Which strategy is the best?
None are failsafe, not even in combination.
Cracking the windows, plugging in a purifier and humidifier doesn’t offer a free pass to host a holiday dinner for 10. But if you want to treat the air with the same care as we do surfaces, these investments are sound ones now and even beyond this pandemic, since they’ll help address airborne issues with a variety of viruses. “People should get both an air purifier and a humidifier,” said Dr. Angela Rasmussen, a Georgetown University-affiliated virologist, in an interview with The Buffalo News this fall.
How do we pull it all together?
Marr likens managing indoor spaces to “being close to a smoker.”
“You don't want to be close to a smoker – you can breathe in lots of smoke,” she said. “As you get farther away, you breathe in less smoke, but that smoke doesn't stop at 6 feet.”

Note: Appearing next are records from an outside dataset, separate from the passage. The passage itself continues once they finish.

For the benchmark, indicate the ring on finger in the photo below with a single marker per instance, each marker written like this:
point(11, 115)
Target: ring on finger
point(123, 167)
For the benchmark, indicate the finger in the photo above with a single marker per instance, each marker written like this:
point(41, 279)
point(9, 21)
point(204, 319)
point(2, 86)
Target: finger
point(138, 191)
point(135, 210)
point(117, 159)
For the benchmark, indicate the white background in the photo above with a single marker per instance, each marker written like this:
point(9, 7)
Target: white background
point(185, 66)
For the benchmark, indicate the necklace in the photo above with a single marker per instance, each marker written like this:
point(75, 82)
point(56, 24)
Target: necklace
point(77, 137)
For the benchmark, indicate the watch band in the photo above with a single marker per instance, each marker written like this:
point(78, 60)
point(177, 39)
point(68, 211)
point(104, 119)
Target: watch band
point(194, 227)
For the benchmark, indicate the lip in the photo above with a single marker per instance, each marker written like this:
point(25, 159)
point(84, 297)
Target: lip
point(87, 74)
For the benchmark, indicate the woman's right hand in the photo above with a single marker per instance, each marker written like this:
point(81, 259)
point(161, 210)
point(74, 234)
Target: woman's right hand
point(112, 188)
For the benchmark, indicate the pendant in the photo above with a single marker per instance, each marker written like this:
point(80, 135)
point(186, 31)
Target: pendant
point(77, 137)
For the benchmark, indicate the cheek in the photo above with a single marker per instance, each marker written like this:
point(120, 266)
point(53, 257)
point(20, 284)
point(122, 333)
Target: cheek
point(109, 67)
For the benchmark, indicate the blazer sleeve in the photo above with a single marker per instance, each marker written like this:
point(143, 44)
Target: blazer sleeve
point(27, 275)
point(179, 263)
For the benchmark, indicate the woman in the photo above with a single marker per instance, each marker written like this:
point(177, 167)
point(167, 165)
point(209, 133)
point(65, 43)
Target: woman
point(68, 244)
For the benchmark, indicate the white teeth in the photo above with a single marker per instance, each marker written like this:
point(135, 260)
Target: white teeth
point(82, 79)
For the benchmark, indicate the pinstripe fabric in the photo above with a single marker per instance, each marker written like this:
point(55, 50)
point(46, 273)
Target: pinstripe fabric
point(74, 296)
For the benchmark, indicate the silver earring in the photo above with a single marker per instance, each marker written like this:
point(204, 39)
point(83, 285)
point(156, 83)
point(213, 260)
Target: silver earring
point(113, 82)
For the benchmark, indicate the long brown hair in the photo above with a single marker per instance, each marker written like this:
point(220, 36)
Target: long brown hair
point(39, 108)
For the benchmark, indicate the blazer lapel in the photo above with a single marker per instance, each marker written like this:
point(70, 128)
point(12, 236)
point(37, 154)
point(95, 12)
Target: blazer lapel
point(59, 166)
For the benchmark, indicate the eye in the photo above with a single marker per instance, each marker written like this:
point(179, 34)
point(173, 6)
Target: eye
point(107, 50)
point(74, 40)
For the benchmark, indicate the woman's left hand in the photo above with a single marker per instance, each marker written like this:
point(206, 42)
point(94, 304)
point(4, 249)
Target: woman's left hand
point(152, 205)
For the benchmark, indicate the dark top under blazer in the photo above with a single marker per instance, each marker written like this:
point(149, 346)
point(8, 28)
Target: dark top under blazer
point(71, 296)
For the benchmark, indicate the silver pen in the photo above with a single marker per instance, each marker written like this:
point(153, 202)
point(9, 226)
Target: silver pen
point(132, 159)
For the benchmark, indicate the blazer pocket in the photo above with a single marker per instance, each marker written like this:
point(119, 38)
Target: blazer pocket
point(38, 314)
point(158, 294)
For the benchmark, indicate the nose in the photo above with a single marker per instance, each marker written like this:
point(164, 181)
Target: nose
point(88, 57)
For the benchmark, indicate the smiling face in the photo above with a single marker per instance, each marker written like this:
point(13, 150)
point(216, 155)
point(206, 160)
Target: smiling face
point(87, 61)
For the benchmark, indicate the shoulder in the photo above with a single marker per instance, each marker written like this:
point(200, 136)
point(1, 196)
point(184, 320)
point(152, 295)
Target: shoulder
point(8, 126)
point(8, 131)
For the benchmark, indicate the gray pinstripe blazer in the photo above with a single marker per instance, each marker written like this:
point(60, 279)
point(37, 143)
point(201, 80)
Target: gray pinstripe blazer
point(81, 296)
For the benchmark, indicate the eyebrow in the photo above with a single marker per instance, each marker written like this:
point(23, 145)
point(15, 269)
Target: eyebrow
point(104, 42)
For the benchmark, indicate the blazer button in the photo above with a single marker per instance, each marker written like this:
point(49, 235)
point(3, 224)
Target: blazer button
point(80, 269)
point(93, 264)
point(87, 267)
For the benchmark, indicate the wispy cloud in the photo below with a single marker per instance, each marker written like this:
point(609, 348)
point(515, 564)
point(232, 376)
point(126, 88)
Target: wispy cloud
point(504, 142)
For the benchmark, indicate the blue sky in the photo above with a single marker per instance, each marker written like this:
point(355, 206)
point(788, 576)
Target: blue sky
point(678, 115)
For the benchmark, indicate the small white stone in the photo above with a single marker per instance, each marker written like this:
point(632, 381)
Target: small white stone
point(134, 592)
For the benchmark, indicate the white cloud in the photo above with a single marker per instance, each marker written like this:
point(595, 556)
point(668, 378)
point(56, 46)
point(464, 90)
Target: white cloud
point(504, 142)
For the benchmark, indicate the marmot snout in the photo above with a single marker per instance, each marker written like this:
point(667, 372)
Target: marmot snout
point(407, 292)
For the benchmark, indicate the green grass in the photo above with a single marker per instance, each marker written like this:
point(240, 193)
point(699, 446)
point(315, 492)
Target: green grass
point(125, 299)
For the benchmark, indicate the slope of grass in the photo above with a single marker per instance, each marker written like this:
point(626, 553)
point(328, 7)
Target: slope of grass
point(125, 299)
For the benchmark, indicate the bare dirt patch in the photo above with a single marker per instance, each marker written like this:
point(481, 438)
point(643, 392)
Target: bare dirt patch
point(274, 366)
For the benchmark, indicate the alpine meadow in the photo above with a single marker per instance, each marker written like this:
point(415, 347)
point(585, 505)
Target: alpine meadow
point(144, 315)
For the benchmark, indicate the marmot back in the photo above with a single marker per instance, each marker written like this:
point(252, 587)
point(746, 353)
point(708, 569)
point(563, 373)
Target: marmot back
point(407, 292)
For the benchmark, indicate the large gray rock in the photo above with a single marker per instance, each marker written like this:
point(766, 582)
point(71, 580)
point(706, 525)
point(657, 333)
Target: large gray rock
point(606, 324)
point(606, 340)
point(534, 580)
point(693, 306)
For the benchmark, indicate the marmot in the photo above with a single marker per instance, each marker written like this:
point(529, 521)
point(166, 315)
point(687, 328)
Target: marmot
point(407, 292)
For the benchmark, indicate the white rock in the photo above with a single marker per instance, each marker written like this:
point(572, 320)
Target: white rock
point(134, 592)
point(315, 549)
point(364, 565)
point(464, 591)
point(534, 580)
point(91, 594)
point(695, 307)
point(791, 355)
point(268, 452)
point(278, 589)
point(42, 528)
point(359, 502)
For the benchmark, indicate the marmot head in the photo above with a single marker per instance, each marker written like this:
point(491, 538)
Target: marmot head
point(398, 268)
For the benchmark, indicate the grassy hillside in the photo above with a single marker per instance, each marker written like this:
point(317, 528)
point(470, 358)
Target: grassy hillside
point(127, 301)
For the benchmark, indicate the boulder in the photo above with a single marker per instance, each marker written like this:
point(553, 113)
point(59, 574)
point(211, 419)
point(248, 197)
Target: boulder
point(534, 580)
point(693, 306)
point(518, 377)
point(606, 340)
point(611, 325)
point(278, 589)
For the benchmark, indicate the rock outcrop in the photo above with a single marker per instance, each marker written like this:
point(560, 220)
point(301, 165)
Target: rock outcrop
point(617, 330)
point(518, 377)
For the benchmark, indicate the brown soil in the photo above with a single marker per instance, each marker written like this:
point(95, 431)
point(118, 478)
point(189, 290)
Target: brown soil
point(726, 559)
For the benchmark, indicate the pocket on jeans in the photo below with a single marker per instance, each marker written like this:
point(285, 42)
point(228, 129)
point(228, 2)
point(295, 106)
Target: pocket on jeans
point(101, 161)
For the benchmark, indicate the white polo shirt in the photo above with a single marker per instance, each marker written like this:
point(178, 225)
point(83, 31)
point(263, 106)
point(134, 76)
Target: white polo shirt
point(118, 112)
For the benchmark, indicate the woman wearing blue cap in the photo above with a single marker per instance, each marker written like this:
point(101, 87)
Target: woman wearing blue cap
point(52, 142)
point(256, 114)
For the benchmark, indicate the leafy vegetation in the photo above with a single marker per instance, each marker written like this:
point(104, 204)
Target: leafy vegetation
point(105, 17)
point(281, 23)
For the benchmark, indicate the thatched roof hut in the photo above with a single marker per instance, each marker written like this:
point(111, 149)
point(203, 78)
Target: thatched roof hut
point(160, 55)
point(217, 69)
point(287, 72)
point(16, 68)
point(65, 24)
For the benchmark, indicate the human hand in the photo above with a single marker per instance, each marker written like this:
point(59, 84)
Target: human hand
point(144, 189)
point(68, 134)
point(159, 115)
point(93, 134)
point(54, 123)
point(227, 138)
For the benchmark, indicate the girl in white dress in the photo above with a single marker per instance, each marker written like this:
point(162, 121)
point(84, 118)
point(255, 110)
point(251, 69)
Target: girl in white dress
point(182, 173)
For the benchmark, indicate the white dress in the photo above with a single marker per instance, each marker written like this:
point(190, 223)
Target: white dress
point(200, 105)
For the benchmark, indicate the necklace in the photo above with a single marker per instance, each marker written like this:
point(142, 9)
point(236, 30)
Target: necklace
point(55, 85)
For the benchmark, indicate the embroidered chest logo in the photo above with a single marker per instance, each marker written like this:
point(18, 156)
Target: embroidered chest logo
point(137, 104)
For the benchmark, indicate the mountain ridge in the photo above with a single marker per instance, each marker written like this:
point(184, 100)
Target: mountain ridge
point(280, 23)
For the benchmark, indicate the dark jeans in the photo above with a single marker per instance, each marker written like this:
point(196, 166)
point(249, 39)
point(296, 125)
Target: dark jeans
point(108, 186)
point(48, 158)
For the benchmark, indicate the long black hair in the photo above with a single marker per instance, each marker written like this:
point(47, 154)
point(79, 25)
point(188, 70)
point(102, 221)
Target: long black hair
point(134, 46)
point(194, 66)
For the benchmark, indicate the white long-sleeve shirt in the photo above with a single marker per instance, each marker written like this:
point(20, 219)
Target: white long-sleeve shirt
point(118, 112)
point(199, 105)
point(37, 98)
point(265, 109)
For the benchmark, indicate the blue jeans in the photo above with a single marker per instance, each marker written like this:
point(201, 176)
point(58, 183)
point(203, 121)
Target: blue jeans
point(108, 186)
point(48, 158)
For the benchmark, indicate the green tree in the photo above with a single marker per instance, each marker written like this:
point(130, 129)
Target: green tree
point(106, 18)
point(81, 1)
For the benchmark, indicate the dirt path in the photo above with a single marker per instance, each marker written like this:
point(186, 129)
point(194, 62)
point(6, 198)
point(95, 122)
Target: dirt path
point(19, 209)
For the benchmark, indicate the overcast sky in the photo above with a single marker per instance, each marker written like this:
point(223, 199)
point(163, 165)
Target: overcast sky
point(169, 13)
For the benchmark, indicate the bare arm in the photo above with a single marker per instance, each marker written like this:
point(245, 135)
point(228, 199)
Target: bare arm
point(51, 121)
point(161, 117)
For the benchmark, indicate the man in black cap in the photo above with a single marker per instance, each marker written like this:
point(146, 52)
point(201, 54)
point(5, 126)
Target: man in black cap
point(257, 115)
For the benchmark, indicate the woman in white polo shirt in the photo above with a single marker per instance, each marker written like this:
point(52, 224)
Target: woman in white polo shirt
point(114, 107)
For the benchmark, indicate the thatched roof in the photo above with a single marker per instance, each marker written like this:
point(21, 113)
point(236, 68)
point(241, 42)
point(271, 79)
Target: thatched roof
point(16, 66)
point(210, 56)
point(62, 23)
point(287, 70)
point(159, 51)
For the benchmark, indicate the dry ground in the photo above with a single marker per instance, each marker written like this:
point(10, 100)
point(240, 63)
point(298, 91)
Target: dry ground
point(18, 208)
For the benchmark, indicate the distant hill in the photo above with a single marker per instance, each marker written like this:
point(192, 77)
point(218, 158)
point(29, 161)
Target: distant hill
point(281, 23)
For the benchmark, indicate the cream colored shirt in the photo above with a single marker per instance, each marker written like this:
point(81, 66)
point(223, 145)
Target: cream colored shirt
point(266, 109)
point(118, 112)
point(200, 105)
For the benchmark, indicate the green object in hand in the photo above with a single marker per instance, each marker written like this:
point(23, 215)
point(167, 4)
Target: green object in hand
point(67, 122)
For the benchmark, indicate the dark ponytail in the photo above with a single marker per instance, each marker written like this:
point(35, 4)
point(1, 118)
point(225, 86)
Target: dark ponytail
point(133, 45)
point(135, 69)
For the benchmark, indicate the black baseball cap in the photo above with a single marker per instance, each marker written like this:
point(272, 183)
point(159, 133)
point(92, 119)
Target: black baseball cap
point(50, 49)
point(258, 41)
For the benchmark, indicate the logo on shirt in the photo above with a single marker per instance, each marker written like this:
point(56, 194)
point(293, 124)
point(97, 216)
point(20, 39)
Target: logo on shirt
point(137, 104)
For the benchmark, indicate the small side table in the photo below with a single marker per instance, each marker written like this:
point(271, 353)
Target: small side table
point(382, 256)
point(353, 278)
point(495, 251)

You can distance yourself to 10 feet – “That’s fine, that’s better,” Marr said – but if you’re in that room for a while, and it’s poorly ventilated, you’re still not going to avoid breathing in the smoke.
“That's why we need the distance plus we need the masks plus we need attention to ventilation and avoiding crowds,” Marr said. “So each one of those things help some, but none of them is 100% protective. But when you combine them, then you can get better than 90% risk reduction of the chances of transmission.”